Classification Performance on ISIC 2019
Table 10 presents the performance of all four CANNSkin model variants on ISIC 2019. Consistent with observations from HAM10000, models trained on imbalanced latent representations (M1 and M3) achieve lower performance due to overfitting toward majority lesion categories. In contrast, models trained with latent-space SMOTE balancing (M2 and M4) demonstrate substantial improvements.

Notably, Model M4 achieves the highest performance, with an exceptional accuracy of 94.27% precision of 93.95%, a recall of 94.09%, and an F1-score of 99.02%, demonstrating strong discriminative capability across all lesion categories. This large performance gain highlights the importance of combining latent-space oversampling with end-to-end fine-tuning under a stabilized low-learning-rate regime.
Furthermore, to assess the stability and reliability of the proposed CANNSkin framework on the ISIC 2019 dataset, we conducted an additional evaluation by dividing the held-out test set into ten folds and evaluating the final M4 model across all partitions. The model demonstrated consistently strong performance with minimal variance, achieving an average accuracy of 0.9467
To further analyze class-wise behavior across lesion categories, we report the detailed classification performance of the best-performing model (M4) in Table 11. The results indicate consistently strong precision, recall, and F1-scores across all eight diagnostic categories, including clinically underrepresented classes such as AK, DF, VASC, and SCC. The overall BMCA of CANNSkin (M4) on the ISIC 2019 dataset was 0.9395.

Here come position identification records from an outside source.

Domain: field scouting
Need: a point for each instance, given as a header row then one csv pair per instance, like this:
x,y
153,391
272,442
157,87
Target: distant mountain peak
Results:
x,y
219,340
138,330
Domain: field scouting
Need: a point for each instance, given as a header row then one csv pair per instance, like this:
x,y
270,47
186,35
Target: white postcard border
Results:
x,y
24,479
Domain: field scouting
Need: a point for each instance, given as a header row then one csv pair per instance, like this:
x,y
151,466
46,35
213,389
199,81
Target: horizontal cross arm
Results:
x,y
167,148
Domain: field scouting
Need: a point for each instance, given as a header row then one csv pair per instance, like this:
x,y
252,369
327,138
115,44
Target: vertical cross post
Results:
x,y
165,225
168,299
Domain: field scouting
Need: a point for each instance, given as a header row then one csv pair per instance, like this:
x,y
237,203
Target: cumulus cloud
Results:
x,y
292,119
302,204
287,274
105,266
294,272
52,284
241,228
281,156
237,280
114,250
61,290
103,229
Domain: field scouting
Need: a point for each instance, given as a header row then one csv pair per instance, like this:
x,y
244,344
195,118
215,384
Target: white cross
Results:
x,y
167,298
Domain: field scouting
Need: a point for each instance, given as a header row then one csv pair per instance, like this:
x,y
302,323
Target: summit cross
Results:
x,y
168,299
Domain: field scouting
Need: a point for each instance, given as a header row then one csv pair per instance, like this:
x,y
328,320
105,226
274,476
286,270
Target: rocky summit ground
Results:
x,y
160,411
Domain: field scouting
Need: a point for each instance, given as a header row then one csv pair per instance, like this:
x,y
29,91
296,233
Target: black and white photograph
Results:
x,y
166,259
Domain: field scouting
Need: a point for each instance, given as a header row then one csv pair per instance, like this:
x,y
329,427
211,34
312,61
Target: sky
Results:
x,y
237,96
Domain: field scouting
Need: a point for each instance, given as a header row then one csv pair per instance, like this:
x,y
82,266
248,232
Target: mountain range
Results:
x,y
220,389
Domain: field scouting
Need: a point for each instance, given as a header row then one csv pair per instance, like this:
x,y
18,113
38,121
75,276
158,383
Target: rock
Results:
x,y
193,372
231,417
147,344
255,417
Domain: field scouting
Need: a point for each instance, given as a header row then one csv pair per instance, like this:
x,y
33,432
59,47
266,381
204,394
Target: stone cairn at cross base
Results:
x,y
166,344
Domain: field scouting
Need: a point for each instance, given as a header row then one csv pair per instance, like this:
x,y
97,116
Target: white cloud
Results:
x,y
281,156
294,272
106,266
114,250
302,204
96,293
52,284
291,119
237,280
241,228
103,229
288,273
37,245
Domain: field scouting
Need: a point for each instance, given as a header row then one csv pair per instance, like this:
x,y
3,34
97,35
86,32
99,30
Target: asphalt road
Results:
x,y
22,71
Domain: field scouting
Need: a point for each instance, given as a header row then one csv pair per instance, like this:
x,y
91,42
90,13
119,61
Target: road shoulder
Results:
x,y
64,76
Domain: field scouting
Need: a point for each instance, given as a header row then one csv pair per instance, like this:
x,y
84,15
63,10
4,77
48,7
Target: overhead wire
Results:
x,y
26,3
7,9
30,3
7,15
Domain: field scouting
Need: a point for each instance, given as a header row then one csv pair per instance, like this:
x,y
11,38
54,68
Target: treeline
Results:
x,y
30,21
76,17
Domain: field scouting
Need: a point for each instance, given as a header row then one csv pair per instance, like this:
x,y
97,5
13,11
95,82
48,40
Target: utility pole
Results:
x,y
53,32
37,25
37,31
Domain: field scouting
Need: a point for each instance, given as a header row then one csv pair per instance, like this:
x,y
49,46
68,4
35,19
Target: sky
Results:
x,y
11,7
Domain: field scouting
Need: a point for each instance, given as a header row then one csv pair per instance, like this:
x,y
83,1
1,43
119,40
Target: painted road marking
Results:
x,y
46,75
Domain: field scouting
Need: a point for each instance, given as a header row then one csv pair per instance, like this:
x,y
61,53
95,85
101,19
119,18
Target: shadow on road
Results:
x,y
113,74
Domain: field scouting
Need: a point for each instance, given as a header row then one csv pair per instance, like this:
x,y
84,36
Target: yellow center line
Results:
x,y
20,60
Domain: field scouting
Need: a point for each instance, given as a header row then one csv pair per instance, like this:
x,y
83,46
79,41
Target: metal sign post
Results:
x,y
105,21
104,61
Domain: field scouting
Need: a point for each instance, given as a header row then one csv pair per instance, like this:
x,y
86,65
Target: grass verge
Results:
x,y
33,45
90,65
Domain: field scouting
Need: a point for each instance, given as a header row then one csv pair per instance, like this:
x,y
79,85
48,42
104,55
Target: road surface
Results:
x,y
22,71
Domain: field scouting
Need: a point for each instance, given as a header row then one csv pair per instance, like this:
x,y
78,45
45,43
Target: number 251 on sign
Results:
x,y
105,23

The improvement confirms that latent-space oversampling enhances the model’s ability to capture minority lesion characteristics and mitigates the imbalance-driven degradation observed in the baseline variants. These results reinforce the central finding of this work: applying SMOTE within the learned latent feature space produces balanced, semantically meaningful representations that lead to more robust and effective skin cancer classification.
5.5 Comparison with Existing Studies
From the aforementioned experiments, it is evident that the model M4, obtained by the integrated training of the pretrained encoder model and M2, which was trained on oversampled latent space representations of the training dataset, has the best classification performance. To further assess the proposed model’s superiority, Table 12 compares CANNSkin’s results with the reported results of some previously existing models ([15,19,26,27]) using the HAM10000 dataset.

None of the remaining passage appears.